The episode, which airs on its 20th anniversary today, poked fun at Hong Kong’s complicated system of multiparty democracy. As time has gone on, it’s become one of the cities that’s least open to the outside world. When the episode aired, China wasn’t yet embroiled in a cyberwar with Taiwan, nor had former president Xi Jinping publicly worked to eliminate threats from Hong Kong’s democracy movement. His policy of “one country, two systems” has been in place since Britain handed the former colony back to China in 1997. After four and a half years, the Uighur minority rioted in the Mong Kok district. While only about 50 people were killed, CCTV expressed outrage. “The video clip which shows Hong Kong Uighurs behaving uncivilised is a very serious breach of national unity and merits timely and strong response,” it said.

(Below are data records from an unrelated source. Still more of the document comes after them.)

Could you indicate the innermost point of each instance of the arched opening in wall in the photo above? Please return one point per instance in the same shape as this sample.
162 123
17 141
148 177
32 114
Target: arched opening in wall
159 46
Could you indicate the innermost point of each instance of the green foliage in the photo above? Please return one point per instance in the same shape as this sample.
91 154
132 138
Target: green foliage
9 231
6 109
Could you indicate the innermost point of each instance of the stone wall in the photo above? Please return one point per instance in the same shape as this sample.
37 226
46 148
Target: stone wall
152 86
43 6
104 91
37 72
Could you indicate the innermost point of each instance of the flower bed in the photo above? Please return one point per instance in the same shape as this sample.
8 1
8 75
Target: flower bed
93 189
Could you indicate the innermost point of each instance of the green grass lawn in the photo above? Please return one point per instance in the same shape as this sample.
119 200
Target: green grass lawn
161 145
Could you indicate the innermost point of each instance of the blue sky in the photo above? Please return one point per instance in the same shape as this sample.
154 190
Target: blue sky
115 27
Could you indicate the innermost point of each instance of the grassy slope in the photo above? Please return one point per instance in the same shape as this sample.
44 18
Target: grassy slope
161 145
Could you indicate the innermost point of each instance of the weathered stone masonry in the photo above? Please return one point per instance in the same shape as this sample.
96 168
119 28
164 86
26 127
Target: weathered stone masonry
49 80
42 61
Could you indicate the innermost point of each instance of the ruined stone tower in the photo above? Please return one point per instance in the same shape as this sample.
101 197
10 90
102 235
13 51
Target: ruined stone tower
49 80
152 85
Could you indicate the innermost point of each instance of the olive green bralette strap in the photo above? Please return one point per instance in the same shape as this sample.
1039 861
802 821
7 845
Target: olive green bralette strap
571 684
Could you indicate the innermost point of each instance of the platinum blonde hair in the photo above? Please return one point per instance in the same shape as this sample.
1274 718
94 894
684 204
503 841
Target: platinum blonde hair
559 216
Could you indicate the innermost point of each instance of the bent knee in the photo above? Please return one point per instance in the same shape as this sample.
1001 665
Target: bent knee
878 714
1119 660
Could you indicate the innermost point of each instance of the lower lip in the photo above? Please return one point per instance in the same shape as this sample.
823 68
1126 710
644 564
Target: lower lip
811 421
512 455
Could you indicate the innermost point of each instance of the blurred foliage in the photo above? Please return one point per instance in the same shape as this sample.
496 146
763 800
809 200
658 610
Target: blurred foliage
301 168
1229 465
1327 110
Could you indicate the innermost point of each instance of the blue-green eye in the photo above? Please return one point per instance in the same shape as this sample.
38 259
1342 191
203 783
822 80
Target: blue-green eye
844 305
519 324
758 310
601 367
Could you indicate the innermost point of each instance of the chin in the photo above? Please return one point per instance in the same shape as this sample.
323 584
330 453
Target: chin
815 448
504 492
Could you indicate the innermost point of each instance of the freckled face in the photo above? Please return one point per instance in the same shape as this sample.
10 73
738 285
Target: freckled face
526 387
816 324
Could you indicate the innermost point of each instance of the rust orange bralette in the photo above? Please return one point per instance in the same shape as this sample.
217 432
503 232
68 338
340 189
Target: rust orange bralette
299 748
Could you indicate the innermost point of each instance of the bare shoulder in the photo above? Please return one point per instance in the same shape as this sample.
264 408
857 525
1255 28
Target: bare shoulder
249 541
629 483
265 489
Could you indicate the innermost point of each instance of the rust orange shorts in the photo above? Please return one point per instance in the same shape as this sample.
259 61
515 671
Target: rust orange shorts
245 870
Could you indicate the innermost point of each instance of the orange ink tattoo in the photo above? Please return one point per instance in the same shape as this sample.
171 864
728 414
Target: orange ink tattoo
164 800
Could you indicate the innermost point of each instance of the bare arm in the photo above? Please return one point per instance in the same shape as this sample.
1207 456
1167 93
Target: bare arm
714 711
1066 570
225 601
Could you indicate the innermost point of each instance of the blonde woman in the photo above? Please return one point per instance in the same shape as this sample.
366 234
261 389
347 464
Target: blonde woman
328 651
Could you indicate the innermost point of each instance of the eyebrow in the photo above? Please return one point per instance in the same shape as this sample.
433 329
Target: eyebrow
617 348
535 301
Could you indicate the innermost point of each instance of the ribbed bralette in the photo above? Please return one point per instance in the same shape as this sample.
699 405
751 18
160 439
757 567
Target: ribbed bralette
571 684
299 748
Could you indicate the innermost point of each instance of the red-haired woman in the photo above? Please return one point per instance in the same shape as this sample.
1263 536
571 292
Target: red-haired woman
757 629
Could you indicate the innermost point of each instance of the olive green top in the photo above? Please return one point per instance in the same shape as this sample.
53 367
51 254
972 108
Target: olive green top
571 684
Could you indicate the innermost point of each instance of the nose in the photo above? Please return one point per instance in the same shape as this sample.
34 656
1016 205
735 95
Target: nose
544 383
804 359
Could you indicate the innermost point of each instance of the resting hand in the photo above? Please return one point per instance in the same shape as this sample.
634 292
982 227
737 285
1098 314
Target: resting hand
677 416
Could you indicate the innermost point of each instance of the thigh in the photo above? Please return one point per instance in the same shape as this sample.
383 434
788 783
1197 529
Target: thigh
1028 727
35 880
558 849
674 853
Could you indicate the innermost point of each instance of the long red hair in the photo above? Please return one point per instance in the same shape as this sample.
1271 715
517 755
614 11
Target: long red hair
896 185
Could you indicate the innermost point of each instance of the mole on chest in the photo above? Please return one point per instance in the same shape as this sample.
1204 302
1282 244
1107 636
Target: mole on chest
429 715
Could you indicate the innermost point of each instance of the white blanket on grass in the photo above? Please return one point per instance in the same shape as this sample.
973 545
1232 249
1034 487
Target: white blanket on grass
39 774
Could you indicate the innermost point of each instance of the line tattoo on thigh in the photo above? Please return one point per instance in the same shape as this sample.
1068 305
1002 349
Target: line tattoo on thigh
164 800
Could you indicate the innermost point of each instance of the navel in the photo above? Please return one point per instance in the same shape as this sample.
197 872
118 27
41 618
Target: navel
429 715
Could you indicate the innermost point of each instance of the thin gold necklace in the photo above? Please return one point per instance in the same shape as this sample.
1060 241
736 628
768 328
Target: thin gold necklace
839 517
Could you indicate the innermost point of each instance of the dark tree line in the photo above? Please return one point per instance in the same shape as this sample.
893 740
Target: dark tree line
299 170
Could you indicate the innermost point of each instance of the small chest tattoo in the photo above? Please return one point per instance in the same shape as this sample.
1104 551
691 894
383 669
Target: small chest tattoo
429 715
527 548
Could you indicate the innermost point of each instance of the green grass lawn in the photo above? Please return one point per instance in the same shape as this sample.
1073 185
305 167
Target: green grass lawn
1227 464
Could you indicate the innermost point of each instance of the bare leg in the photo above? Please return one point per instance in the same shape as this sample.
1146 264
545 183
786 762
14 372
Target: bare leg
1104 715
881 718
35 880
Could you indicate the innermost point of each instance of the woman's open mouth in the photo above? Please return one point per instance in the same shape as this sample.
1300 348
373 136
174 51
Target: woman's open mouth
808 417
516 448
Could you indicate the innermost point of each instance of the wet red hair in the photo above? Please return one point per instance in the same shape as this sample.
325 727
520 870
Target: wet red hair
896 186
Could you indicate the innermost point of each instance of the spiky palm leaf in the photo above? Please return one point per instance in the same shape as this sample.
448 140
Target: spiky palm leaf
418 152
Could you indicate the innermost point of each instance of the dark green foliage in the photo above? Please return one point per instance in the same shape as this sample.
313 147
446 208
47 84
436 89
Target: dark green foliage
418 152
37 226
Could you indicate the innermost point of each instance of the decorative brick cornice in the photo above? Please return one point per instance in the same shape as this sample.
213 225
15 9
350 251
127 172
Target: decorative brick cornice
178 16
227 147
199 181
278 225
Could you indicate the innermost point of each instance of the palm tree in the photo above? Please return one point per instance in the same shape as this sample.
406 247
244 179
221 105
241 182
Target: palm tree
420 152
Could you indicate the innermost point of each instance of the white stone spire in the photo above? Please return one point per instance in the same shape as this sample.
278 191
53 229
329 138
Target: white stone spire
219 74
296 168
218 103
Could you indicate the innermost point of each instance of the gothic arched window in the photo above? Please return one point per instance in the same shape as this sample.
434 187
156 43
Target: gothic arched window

The episode’s one openly pro-democracy character, Stan, hails from the fictional universe of “Star Isle”. The Simpsons, however, were fans of Chinese politics, and had taken a trip to Beijing, to meet Chinese president Xi Jinping, while he was still vice-president. On Wednesday, Groening and the cast paid homage to the episode in a rare telecast from the Simpsons studio in California.

“I’m really interested in the Chinese philosophy of reaping what you sow,” Groening said. “That’s in their culture and the Chinese have found a particularly poetic way of saying it.”